La guerre s'étant rallumée entre les deux partis, les protestants s'emparèrent de plusieurs places fortes : par suite, des mesures extraordinaires de précaution furent adoptées. Le 21 octobre 1567, le marché au blé se tint hors de la porte Becquerel, et dans la crainte d'une surprise, on ne laissa entrer que les personnes qui avaient des connaissances dans la ville. On exigea des réformés qui désiraient y demeurer, le serment de rester sous l'obéissance du roi et la promesse de ne sortir de Montdidier qu'avec la permission du maïeur et des échevins, sous peine de ne pouvoir y rentrer ; de ne porter aucune arme, de ne point aller et venir dans la ville ou aux murailles aussitôt le guet commencé. A ces rigueurs excessives vinrent s'en joindre d'autres. Le 5 novembre, Jacques d'Humières ordonna le désarmement des réformés, leur donnant à entendre qu'ils eussent à ne pas s'éloigner s'ils voulaient sauver leur tête.
Antoine de Brouilly, seigneur de Mesviller (Piennes), avait quitté la ville, indigné des persécutions exercées contre ses coréligionnaires. C'était un loyal gentilhomme, aussi attaché à son devoir qu'à sa religion ; en présence de l'anarchie profonde qui régnait autour de lui, il oublia tout ressentiment personnel et ne songea qu'à se rendre utile. Le 4 novembre, il écrivit au maïeur, Pierre de Baillon, « qu'étant capitaine de Montdidier il délibéroit de s'y retirer pour aider et conserver la ville, et le prioit de lui faire savoir si on le recevroit. » Avant de l'admettre on résolut de consulter le gouverneur général. Froissé de ce procédé, et voyant qu'il ne pouvait vaincre la défiance des habitants, Antoine de Brouilly sacrifia sa place à sa croyance, et donna sa démission le 5 octobre 1568, à la charge de 1,000 liv. de pension. Antoine de Brouilly avait épousé, en 1539, Charlotte d'Aumale, dame de Martinville ; il mourut en 1578.

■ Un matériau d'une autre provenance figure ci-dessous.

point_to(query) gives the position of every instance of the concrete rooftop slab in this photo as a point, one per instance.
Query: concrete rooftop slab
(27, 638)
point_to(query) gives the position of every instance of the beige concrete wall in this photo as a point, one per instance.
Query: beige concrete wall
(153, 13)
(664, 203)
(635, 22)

Le lieutenant général au bailliage et le maïeur disposaient de tout dans la ville et au dehors. Le 25 novembre 1567, Antoine d'Halwin, seigneur de Piennes, lieutenant général en Picardie, leur écrivit de faire choix d'un nombre raisonnable de soldats soit à Montdidier, soit dans les bourgs et villages de l'élection, pour les mettre dans la ville, si le besoin s'en faisoit sentir.